Above the screen upon which Skarnulyte’s video plays, its doppelganger is installed. Two sides of the same coin, the former partakes of the same trickery as the mirror above: it is all surface, pretending to have depth. Recapitulating one another’s lie, the result is a conceptual mise en abyme; the infinite depth of two empty surfaces in a feedback loop. Mythological mirrors are portals to a different realm, or a means of revealing hidden truths. What if this truth is the emptiness of the image itself? Verisimilitude and antagonism combined. The doubled screen—along with the visitors—elicits a push and pull of identification. Is that really me walking upside down? Could I fall? Such questions are of a similar species to those asked by Narcissus, concerning his reflection. Or else those ventured by a sailor, contemplating the mermaid’s life just below the surface the waves.

So many psychological projections into the void, enabled by the mirror. The other side of the looking glass is constituted by where one cannot be, or whom one cannot have—when contemplated from thisside. And yet, mermaids figure the fantasy that one might comprehend this dimension from an endogenous perspective; facing the boundary condition from its obverse. The water-mirror’s surface is a ‘screen’, properly speaking, then, in the sense that it is a partition; something interposed, screening-off, to conceal from view. Or else, with respect to etymology, something more embodied; ‘protect, defend’ (Old Frisian, skirma); ‘barrier’ (Frankish, skrank); or, more recently, ‘shield’ (Middle Dutch, scherm). The language is immersed in a conflict relating to the security of an inner sanctum. Repulsing the would-be intruder is the main thing, but what is at home? Who is the alien?

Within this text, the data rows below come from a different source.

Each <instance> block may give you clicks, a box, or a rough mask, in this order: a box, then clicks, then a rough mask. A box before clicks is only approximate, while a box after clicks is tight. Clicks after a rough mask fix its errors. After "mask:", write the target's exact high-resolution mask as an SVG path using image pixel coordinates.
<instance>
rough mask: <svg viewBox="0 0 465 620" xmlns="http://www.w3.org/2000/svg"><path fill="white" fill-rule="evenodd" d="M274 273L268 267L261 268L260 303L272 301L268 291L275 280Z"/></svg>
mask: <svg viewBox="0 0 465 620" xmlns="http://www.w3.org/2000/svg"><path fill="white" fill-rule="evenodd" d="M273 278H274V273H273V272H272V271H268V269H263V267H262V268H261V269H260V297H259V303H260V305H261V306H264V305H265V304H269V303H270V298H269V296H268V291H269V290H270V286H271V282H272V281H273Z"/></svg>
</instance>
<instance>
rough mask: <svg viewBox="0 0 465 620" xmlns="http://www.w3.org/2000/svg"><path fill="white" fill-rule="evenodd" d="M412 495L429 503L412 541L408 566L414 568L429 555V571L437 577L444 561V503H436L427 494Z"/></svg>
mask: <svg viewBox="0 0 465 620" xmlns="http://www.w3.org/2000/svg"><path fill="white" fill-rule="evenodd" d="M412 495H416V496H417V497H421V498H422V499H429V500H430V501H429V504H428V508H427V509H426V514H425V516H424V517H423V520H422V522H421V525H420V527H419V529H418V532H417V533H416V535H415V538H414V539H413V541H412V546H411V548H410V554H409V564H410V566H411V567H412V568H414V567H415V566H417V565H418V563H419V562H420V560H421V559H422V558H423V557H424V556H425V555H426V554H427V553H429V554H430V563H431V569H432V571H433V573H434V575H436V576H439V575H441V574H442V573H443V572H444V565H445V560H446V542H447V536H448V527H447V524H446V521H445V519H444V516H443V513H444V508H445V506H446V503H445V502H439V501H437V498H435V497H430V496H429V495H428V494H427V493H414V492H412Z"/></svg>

In Aphotic Zone (2022) there is a beautiful shot of long silver fish, seemingly at rest, floating vertically. They look like blades of silver grass with big saucer-like eyes. Light catches their mirror-like bellies, their irises, and shimmers. These strange figures appear to convey an alien state: one of active repose, neither sleep nor wakefulness, neither passive nor active. It is a liminal image, in the sense that it invites meditation on the point of interface between human and animal vision, or consciousness. Beyond the visual, the shot seems to frame an intellectual vanishing point, wherein meditation upon the readability of animal expression opens onto the profound mystery that their experience poses in relation to our own; more broadly, what we can think our way into, as people, and what we are shut out from. The mirror is a true anti-thesis.

In Hans Christian Anderson’s well-known tale a mermaid falls in love with a prince of the land. And yet, in his late work The Great Sea Serpent (1871) an old ‘sea-cow’, who is also described as a mermaid, makes an appearance—offering advice to other creatures.3 The subject of her discourse concerns a newly laid underwater telegraph cable—confused by many for an eel or serpent. Is it a coincidence that, in this story of human intrusion into a newly mapped undersea space, Andersen’s cryptid has evolved into a marine mammal from the realm of zoology? And what does ‘she’ have to say? ‘"They want to catch us,” she said; “that's all they live for. […] Don't touch that junk; in time it will unravel and all turn to dust and mud. Everything that comes from up there cracks and breaks—is good for nothing!”’ The story announces a sea-change concerning who and what carries the mark of fantasy: in a mirrorical inversion, the once god-like mermaid appears adrift in the reality principle, while the cable is elevated to the symbolic lacunae par excellence—the ouroboros or Midgard snake. Announcing an age in which the power of our tools arrives at planetary scale, Andersen’s story has the serpent devouring even our self-regard via mirror magic: “The cable didn't move, but it had its own private thoughts, which it had a right to have, considering that it was filled with other's thoughts”.

If you are reading this text online, it is worth recalling a request made by Andersen’s last mermaid, in a world disturbed by subsea cables. ‘“Are you seeking knowledge and wisdom? […] in return I demand that you guarantee safe pasturage on the bottom of the ocean for me and mine.” In this ‘knowledge society’ Skarnulyte’s underwater works attempt to honor that siren’s call.